Finn assembled a small village of musicians that included several members of his family, a choir made up of local luminaries like Don McGlashan, Tiny Ruins, Sean James Donnelly and Lawrence Arabia, and an orchestral section arranged and conducted by the extraordinary Victoria Kelly, who finds openings in Finn’s songs that seem to grow into bigger spaces. Finn brought in cameras so anyone could experience the process online, not just watching and hearing the album take shape over the course of several rehearsals and a final night of recording, but even interacting, with the occasional question or request via Skype.
It’s a brave project to undertake, committing new material to the difficulties of a real-time performance, especially for a perfectionist like Finn who has been known to obsess over the finer details. And yet there is a paradox, in that the most community-minded album Finn has made is also his most serious. Out of Silence’is a troubling album for the troubling times in which we live.
Out of Silence finds Finn playing on the piano rather than his preferred guitar. The piano is where Neil has turned for his more meditative work and it is clear he has been engaged in some serious contemplation with songs filled with troubling images of war and terror captured in the delicate piece, Terrorise Me. The song is his response to the brutal terrorist attack on music lovers at an ‘Eagles of Death Metal’ concert at the Paris’ Bataclan Theatre in November 2015.
In Widow’s Peak he raises warlike beings and the smell of ‘blood buried under my feet’ and in the glaring gospel, The Law is Always on Your Side, Finn sings about violence of a police killing and his shaken faith in those charged with upholding justice.
Alone finds Neil paired with brother Tim Finn, sharing a sentiment of being physically placed in a bustling and overcrowded city, but feeling so alien and apart from all of them that it might as well be deserted. There is the simple elegance of Independence Day, perhaps the most immediately Finn-like tune on the album.
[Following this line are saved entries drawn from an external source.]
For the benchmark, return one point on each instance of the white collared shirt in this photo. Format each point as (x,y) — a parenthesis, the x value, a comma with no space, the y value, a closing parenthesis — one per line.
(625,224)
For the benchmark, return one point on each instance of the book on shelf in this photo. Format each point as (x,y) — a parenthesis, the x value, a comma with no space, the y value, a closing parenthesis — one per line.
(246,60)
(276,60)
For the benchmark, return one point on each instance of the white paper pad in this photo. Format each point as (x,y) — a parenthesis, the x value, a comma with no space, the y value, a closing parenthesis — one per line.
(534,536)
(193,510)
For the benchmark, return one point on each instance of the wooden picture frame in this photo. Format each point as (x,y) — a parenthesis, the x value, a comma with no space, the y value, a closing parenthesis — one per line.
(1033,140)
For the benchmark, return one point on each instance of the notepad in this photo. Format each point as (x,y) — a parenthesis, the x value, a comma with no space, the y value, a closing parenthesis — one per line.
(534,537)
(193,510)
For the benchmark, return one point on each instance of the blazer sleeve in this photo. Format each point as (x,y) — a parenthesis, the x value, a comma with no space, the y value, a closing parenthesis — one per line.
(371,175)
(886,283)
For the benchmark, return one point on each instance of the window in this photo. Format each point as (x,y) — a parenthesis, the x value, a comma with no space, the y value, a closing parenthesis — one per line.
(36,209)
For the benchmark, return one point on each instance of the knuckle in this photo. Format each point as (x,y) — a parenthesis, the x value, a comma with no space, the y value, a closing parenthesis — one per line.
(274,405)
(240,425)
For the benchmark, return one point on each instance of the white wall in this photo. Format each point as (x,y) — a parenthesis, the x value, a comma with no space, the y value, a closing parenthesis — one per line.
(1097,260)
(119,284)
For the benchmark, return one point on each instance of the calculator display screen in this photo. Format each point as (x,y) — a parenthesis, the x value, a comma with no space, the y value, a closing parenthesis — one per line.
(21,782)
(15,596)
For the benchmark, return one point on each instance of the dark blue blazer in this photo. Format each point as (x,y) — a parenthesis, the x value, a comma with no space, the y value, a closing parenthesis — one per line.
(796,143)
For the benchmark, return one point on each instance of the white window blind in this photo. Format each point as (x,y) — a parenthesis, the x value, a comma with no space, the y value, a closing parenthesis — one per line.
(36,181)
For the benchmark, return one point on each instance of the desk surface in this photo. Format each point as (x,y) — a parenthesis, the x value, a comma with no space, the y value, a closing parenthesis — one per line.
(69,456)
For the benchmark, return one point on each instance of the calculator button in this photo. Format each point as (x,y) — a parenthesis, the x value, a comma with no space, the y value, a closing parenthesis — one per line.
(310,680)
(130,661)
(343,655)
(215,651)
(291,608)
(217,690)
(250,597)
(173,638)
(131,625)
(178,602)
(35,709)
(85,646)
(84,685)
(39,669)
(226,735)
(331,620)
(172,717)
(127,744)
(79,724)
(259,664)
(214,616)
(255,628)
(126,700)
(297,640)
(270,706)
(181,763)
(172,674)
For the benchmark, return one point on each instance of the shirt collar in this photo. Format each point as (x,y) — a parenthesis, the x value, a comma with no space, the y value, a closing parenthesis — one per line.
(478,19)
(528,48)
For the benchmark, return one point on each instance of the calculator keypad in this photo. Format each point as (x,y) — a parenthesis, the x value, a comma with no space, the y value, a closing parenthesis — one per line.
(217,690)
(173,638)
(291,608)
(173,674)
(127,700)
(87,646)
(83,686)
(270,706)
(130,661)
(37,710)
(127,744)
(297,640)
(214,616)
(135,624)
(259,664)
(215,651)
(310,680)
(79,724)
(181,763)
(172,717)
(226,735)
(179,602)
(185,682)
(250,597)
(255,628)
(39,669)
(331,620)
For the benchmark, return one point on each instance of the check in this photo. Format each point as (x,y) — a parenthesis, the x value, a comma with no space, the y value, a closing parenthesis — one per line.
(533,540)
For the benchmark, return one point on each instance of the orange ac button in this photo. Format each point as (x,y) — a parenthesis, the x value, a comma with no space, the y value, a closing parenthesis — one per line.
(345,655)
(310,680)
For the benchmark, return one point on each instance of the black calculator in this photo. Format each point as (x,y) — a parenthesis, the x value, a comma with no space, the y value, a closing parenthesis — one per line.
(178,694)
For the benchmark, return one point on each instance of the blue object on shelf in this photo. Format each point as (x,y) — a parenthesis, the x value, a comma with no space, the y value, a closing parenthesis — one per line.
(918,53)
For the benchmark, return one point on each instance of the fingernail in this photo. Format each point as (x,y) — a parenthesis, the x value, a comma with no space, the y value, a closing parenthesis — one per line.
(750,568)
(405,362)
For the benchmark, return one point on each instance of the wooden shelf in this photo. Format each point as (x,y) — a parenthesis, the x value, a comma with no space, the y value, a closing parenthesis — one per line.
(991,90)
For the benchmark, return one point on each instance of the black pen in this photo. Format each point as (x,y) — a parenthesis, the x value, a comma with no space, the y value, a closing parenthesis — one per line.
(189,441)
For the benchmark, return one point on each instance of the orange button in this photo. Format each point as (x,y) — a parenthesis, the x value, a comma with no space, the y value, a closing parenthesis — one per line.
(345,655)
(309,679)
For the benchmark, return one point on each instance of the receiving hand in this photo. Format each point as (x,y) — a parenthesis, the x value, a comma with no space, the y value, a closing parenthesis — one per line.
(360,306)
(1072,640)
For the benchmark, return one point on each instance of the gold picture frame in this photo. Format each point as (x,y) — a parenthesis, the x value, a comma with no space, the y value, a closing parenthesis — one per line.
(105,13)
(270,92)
At the top of it all is Finn’s voice. Of all his outstanding qualities, perhaps it’s his singing that’s the most undersold: completely distinctive, unforced and gentle. If you missed out on watching the Out of Silence production, the songs will be there waiting for you to listen. A masterful project and an astonishing album that only a maestro like Neil Finn would attempt and pull off to perfection.